This project involves analyzing the data of Pakistani universities, focusing on various aspects such as the sector (public/private), establishment year, and distribution across provinces. The workflow of this project includes the following steps:
-
Data Extraction:
- Downloaded the Pakistani Universities dataset from Kaggle.
- Imported the dataset into a Python environment.
-
Data Transformation:
- Cleaned the dataset by dropping null values.
- Performed date formatting.
- Removed unnecessary columns.
-
Data Loading:
- Loaded the cleaned data into a MySQL database, which serves as Data Warehouse.
- Created a single table in the DW to store the data.
-
Dashboarding in Tableau:
-
Created visualizations to explore and present the data:
- Sector of Universities: Displayed a bar chart of public and private universities.
- Universities Established Each Year: Showcased a bar chart illustrating the number of universities established each year.
- Universities Table: Provided a comprehensive table of all universities.
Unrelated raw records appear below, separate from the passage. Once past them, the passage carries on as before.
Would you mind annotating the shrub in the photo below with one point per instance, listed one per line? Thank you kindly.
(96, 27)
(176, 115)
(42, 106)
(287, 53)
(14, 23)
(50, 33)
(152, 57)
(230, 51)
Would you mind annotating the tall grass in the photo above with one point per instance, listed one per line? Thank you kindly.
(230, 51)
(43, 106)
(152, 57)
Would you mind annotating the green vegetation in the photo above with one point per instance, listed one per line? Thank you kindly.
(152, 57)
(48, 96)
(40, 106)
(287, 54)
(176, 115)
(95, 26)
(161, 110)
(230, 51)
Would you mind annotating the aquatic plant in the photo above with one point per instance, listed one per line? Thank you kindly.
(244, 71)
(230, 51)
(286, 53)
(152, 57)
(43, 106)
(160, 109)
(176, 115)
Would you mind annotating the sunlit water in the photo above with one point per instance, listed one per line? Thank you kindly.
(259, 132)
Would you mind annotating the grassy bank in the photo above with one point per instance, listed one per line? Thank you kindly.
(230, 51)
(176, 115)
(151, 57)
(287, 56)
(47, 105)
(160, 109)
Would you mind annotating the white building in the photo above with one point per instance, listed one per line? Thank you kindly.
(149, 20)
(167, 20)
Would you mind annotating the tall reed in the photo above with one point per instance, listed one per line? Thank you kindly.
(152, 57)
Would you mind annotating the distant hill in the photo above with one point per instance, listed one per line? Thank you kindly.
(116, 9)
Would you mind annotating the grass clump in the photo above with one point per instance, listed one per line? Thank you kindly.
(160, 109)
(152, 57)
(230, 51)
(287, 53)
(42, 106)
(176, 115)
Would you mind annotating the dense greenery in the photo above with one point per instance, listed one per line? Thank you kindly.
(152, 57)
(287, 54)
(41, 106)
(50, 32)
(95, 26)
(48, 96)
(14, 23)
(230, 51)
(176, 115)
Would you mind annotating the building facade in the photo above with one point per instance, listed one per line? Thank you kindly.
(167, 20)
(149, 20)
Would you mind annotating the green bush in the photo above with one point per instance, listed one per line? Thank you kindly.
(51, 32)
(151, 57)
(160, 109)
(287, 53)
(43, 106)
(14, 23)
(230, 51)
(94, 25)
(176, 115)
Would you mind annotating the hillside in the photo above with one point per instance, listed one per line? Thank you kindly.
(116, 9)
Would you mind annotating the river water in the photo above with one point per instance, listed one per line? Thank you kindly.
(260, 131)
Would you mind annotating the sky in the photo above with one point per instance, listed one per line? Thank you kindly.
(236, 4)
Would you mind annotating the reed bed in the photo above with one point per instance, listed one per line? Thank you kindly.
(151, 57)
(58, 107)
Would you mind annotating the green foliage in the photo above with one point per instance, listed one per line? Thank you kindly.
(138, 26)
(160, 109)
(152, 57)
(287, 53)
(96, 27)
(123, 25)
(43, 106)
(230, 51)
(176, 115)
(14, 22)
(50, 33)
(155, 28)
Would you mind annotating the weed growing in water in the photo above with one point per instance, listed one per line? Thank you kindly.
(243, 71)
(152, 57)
- Universities in Each Province: Visualized the distribution of universities across different provinces in Pakistan.
-
-
ETL Process:
-
Data Loading Confirmation:
-
Tableau Dashboard:
To reproduce this project, follow these steps:
- Clone the repository.
- Install the required Python libraries.
- Execute the ETL script.
- Import the Tableau dashboard to explore the visualizations.
- Python for data extraction and transformation.
- MySQL (as the Data Warehouse) for data storage.
- Tableau for data visualization.
This project is licensed under the MIT License - see the LICENSE file for details.